Back to SmileDirectClub and it’s plummeting stock price. Given that their business models seemed to be similar (ie, bypassing the local professional), I wondered if Intuit’s stock price (INTU) during the 1990s and early 2000s went through a similar decline as what SDC is experiencing now. It did not. It has it’s ups and downs but I didn’t see anything like what is happening with SDC.

Then I looked at SDC’s most recent 10-K. The firm’s marketing and G&A expenses absolutely overwhelm its gross profit. Regarding cash, they brought in $1.2B in cash during their IPO in 2019, but operating cash flow remains negative, and total cash has declined for the last two years. Let’s compare to Invisalign. I looked at the most recent 10-K and saw the following for 2021 and 2020:

  • Positive operating cash flow
  • Healthy gross profit

I calculated the per unit revenue for clear aligners as follows:

  • 2,547,700 units were shipped (“Clear Aligner case volume,” page 45)
  • $3247.1 billion in revenue from these units

This means that Invisalign’s per unit revenue for clear aligners is $1275. Per SDC’s website, its per unit revenue is $2050. That’s a big difference, it seems to me. What might explain it (besides me calculating something about it incorrectly lol)? My guess is that SDC has included some orthodontic consulting into its number–the “doctor-directed teeth straightening” mentioned above. Since Invisalign uses local dental professionals, they don’t need to account for those services since the the local professionals provide them. Regardless, SDC is getting more per unit than Invisalign, yet is performing significantly worse on some important financial metrics. Having said that, I must point out that Invisalign was the first in this market, and its been in business for over 20 years which is about three times as long as SDC. It is more entrenched and has name recognition that other brands don’t have.

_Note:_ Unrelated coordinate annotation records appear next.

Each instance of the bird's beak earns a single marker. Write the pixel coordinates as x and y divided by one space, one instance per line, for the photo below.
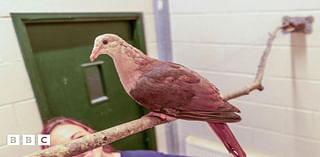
94 53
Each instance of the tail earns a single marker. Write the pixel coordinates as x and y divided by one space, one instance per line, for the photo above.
228 139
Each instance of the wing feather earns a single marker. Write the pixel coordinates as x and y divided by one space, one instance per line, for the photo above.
177 91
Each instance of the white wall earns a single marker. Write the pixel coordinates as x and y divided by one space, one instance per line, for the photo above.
18 109
223 40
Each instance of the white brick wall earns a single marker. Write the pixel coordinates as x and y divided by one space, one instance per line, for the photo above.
223 40
18 109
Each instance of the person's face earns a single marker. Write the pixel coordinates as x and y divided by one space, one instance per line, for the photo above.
67 132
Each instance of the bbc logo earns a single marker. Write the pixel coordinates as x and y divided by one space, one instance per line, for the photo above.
28 140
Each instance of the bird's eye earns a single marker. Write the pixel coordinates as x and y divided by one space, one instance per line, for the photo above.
105 42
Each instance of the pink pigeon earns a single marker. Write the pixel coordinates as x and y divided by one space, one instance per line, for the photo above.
170 90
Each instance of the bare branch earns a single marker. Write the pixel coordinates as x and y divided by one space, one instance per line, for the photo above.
100 138
257 83
110 135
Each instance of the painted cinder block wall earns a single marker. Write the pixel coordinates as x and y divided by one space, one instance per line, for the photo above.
18 109
223 40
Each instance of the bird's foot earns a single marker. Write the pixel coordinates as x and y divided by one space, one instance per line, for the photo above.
162 116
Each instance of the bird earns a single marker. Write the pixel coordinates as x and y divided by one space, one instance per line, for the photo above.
170 90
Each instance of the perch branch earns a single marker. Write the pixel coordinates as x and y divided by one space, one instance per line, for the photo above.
257 83
100 138
110 135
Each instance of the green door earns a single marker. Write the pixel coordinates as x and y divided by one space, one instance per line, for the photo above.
56 51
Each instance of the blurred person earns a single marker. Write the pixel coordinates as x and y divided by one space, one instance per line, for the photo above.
64 130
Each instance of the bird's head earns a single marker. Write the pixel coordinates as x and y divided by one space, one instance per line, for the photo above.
105 44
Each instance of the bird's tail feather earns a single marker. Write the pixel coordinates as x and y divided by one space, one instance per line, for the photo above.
228 139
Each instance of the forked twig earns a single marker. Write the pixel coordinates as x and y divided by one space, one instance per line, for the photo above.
257 83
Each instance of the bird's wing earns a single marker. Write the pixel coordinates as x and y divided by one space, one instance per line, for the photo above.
177 91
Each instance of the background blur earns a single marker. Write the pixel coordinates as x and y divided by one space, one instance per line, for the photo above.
222 40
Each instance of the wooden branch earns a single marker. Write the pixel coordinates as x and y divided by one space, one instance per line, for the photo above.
100 138
110 135
257 83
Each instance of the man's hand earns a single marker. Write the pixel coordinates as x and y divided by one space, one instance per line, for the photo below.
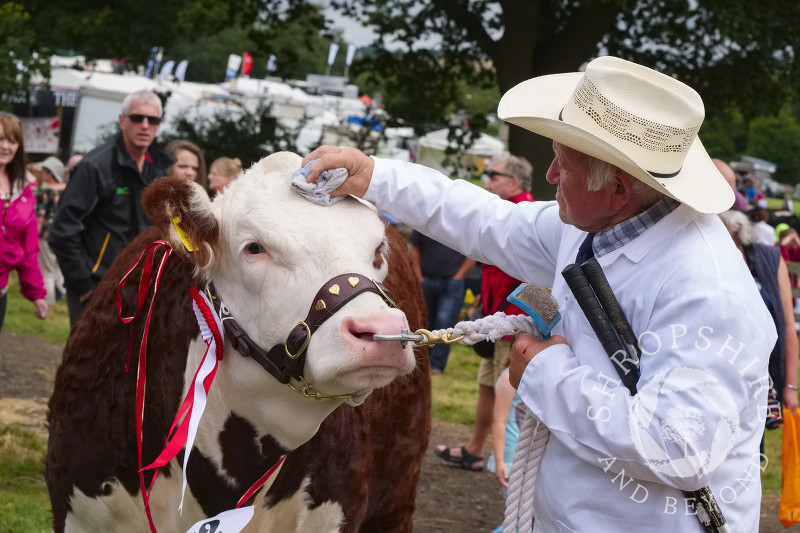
41 308
525 347
359 166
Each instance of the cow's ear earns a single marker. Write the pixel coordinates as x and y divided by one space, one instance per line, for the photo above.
182 211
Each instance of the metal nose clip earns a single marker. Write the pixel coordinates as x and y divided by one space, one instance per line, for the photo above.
405 337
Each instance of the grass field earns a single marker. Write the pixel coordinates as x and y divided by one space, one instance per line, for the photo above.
24 505
20 318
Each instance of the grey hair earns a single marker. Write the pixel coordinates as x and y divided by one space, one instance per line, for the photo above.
601 173
738 223
145 97
518 167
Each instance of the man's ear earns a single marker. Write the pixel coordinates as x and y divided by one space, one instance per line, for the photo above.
622 193
182 212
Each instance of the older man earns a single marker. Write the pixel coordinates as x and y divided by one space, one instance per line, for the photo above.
100 211
636 189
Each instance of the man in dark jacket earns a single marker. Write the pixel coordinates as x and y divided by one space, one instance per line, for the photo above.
100 211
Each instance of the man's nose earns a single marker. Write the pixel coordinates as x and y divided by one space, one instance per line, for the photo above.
553 173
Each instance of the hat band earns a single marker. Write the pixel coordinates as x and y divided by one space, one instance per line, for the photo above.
654 174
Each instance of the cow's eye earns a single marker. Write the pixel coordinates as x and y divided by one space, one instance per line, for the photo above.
254 248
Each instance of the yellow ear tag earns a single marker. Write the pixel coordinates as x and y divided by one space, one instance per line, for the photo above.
183 236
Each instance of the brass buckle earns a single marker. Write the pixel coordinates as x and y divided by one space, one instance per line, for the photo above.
309 392
305 342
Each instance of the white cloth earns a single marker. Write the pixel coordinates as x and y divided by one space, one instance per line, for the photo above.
319 191
765 234
698 417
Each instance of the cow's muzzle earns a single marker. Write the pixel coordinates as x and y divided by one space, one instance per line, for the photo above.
286 361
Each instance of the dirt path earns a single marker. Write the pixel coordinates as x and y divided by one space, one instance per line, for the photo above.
449 499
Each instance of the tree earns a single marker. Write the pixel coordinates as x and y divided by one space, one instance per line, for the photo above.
710 44
777 139
19 52
250 136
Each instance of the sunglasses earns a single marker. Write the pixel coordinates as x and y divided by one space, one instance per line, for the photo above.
136 118
493 173
12 116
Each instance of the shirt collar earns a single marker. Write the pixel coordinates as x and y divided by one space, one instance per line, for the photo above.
620 234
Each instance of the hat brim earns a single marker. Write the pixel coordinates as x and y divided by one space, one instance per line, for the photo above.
535 105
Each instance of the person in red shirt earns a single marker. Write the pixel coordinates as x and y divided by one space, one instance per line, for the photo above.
509 177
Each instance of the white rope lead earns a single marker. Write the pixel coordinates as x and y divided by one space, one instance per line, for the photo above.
490 328
524 469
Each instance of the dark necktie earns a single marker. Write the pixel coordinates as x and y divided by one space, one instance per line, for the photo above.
585 251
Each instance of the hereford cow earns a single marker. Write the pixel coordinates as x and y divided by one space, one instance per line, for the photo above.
273 257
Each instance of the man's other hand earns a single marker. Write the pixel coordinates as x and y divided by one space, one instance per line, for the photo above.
526 346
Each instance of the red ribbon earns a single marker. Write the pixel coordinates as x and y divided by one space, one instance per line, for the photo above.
178 432
144 287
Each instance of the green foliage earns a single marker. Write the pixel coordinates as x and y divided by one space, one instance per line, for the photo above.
24 503
250 136
295 32
777 139
20 57
20 316
724 135
207 54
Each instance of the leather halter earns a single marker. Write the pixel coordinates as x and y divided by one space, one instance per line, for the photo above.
286 361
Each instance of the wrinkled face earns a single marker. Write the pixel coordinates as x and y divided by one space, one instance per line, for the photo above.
587 210
277 250
139 135
187 165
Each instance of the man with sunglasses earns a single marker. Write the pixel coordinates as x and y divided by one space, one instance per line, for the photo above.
509 177
100 211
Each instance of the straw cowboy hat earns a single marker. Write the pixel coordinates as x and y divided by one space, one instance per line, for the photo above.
640 120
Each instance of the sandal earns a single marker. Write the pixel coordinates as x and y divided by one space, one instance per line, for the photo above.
467 461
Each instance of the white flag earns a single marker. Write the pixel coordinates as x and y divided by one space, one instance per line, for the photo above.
180 70
332 51
234 62
351 52
166 70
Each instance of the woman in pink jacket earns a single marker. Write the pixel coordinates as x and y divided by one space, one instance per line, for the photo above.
19 236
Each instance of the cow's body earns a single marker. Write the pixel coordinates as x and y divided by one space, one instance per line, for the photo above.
358 472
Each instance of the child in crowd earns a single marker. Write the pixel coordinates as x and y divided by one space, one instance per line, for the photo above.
509 412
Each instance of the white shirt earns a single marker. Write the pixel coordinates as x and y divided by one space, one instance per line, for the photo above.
615 462
765 234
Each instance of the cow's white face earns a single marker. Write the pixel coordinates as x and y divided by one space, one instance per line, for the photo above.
275 250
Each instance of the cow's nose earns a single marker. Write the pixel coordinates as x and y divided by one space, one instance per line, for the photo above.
358 332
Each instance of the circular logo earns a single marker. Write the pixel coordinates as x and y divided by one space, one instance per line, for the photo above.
668 427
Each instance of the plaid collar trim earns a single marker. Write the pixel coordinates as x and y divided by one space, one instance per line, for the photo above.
618 235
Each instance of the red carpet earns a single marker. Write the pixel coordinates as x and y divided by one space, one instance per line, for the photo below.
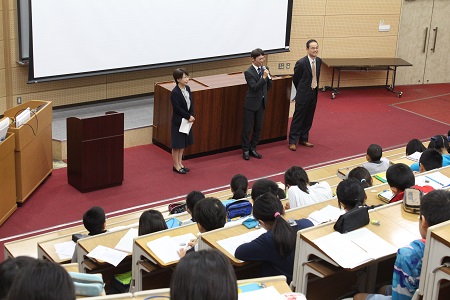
342 127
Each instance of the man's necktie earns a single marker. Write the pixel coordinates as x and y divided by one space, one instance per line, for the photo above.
314 81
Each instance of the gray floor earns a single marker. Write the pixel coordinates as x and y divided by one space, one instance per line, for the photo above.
138 113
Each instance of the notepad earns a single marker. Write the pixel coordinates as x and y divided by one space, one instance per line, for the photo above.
354 248
166 248
326 214
230 244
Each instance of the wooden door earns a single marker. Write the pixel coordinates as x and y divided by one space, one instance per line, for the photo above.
437 65
414 39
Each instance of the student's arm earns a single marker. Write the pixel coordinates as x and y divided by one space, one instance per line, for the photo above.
254 250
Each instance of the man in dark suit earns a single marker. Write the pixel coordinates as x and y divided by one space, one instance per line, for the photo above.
258 82
306 81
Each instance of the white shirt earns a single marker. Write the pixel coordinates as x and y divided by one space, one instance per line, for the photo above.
318 192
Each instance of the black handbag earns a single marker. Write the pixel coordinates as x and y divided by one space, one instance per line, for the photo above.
353 219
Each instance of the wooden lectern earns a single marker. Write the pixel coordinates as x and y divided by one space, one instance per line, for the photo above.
219 108
95 151
33 147
7 178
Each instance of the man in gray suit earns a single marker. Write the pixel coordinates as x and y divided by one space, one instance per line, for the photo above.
306 81
258 82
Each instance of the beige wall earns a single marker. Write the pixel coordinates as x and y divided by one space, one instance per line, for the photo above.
343 28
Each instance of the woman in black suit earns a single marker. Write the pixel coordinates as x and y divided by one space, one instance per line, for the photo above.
183 108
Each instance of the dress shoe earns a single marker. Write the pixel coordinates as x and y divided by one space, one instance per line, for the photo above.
306 144
180 171
255 154
246 155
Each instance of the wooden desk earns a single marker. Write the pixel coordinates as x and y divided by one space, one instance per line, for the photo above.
219 102
7 178
389 230
365 64
142 253
278 282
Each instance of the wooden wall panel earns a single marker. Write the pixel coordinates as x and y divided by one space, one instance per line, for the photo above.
343 28
359 25
309 7
363 7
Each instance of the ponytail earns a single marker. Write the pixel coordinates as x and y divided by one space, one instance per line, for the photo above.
268 208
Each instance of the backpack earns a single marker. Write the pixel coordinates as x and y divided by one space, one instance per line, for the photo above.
238 208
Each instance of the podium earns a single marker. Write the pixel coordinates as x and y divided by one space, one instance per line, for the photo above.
33 147
219 113
7 178
95 151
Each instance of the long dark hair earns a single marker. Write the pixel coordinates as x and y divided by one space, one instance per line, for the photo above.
269 209
151 221
42 280
239 186
204 275
297 176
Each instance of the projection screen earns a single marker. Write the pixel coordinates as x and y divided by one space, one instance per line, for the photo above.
77 38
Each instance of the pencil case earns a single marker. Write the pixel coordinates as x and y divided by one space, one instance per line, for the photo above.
89 285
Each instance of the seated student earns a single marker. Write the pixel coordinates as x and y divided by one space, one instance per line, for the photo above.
151 221
191 199
362 175
42 280
210 214
350 194
275 248
414 146
440 143
434 209
302 192
429 160
239 186
265 185
94 220
375 163
400 177
9 270
204 275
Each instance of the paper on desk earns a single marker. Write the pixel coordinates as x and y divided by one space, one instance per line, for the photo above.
185 126
326 214
107 254
269 293
363 244
230 244
166 248
126 242
65 250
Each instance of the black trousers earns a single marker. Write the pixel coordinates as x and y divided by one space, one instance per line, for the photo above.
303 118
252 125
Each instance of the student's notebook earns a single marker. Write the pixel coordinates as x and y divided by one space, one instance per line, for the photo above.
381 177
354 248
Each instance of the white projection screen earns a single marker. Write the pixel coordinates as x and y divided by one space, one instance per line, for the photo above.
77 38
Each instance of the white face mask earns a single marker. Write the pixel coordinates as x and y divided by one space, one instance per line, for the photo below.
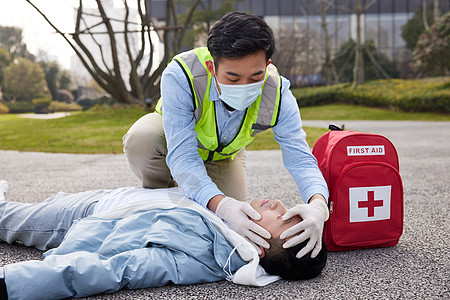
240 96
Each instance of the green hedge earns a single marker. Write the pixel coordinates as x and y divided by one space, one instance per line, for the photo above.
422 95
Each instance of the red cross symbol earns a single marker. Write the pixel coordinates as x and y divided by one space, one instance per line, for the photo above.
371 203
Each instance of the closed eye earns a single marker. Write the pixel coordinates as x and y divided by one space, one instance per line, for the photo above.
288 220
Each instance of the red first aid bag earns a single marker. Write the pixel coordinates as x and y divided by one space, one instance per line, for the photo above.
366 191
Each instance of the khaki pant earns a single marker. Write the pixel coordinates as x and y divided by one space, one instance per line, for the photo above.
145 147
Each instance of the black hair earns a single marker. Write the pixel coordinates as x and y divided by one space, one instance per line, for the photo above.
282 262
238 34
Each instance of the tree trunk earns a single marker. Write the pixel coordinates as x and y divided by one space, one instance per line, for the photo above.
141 81
327 67
358 69
436 9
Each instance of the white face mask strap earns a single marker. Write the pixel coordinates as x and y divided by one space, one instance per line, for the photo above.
228 262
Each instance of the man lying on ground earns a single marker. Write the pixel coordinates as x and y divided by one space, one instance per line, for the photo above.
104 240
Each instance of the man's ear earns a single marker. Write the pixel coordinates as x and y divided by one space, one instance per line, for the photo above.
263 252
210 66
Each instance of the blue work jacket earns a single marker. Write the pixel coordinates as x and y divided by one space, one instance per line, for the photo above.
145 249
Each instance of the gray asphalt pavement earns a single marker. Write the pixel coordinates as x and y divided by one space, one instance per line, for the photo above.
417 268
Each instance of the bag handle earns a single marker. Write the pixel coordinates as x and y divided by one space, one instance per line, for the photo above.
334 127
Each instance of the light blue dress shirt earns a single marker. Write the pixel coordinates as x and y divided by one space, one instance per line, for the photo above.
187 166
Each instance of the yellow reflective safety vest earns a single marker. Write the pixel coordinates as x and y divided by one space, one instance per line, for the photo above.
260 116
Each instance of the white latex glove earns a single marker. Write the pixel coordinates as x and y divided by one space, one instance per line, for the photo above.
238 214
314 216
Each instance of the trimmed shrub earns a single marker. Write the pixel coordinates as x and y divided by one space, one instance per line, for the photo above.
423 95
87 103
62 106
41 105
3 109
64 95
20 107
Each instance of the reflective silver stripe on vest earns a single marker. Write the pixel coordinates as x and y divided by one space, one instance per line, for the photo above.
200 75
268 101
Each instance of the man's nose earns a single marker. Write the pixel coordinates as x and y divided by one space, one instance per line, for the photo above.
275 204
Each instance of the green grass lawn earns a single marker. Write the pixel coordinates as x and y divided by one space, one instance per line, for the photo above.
101 131
354 112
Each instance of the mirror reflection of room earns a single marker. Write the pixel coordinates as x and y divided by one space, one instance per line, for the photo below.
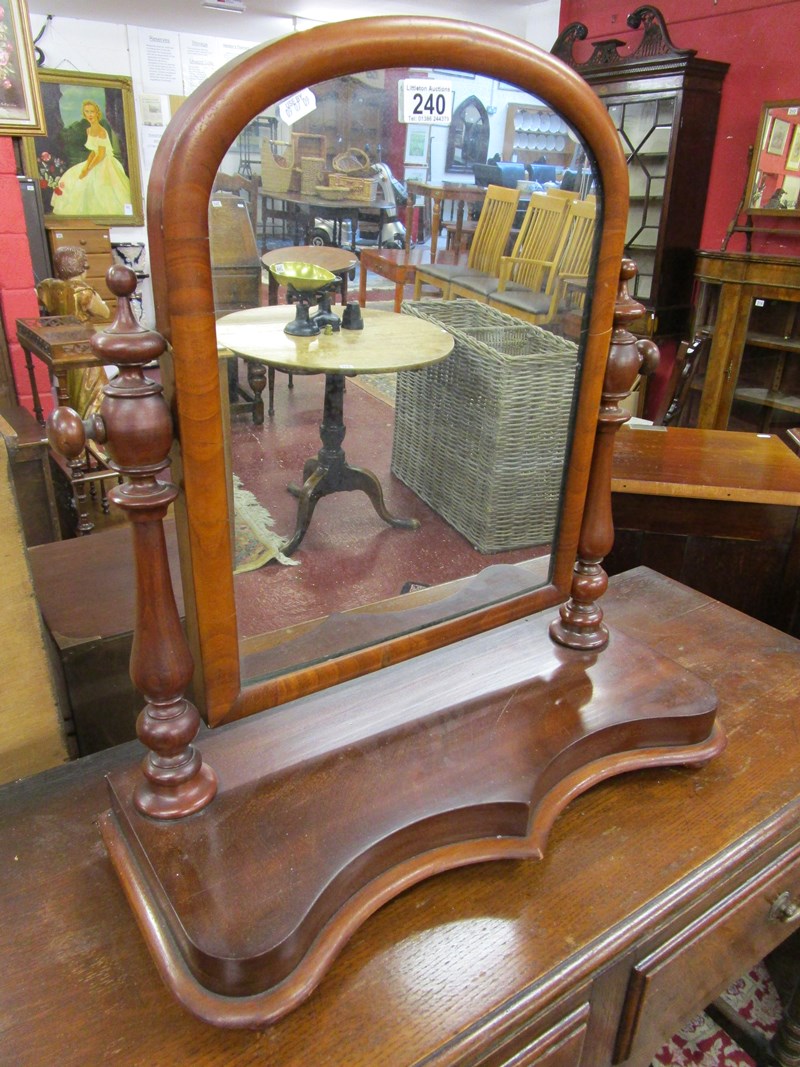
491 237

Look, I’m not a financial advisor and this is not financial advice. My background and training is in accounting, which means compliance. I have very little formal training in investments and finance, and no professional experience in either. But these basic numbers lead me to believe that SDC is in trouble. For me, it doesn’t make sense to buy at this time. Likewise, I don’t feel comfortable betting for a business to fail, so I won’t be taking a short position or buying puts.

I sincerely hope they manage a turnaround. I hate to see an innovative model that seems to have potential to do well fail. Maybe they need to partner with local professionals the way Invisalign has. They might be able to reduce their marketing expenses while selling more units. I bet it will make local dental professionals happy, perhaps the way I felt when I realized that QuickBooks was helping my business, not hurting it.